On Mon, 2007-06-04 at 13:12 +0100, Alistair Bayley wrote:
BTW, what's the difference between the indexXxxxOffAddr# and readXxxxOffAddr# functions in GHC.Prim?
Right. So it'd only be safe to use the index ones on immutable arrays because there's no way to enforce sequencing with respect to array writes when using the index version.
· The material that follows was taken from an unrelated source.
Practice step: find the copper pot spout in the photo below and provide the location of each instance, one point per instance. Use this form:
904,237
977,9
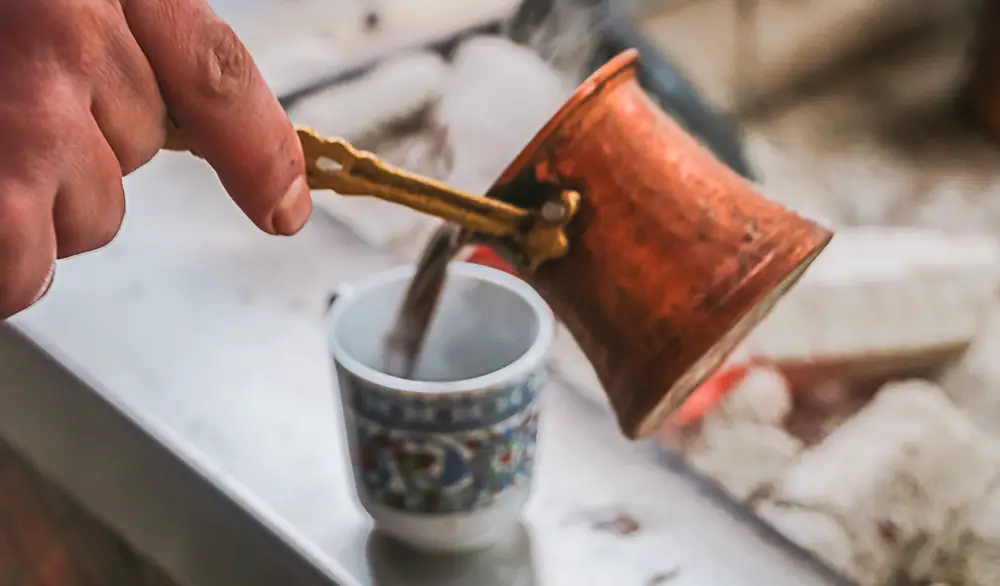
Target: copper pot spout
672,257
In this case I'm reading from a CString buffer, which is (hopefully) not changing during the function invocation, and never written to by my code. So presumably it'd be pretty safe to use the index- functions.
Yes.
- Ptrs don't get unboxed. Why is this? Some IO monad thing?
Got any more detail?
OK. readUTF8Char's transformation starts with this:
$wreadUTF8Char_r3de = \ (ww_s33v :: GHC.Prim.Int#) (w_s33x :: GHC.Ptr.Ptr GHC.Word.Word8) ->
If we expect it to unbox, I'd expect the Ptr to become Addr#. Later, this (w_s33x) gets unboxed just before it's used:
case w_s33x of wild6_a2JM { GHC.Ptr.Ptr a_a2JO -> case GHC.Prim.readWord8OffAddr# @ GHC.Prim.RealWorld a_a2JO 1 s_a2Jf
readUTF8Char is called by fromUTF8Ptr, where there's a little Ptr arithmetic. The Ptr argument to fromUTF8Ptr is unboxed, offset is added, and the result is reboxed so that it can be consumed by readUTF8Char. All a bit unnecessary, I think e.g.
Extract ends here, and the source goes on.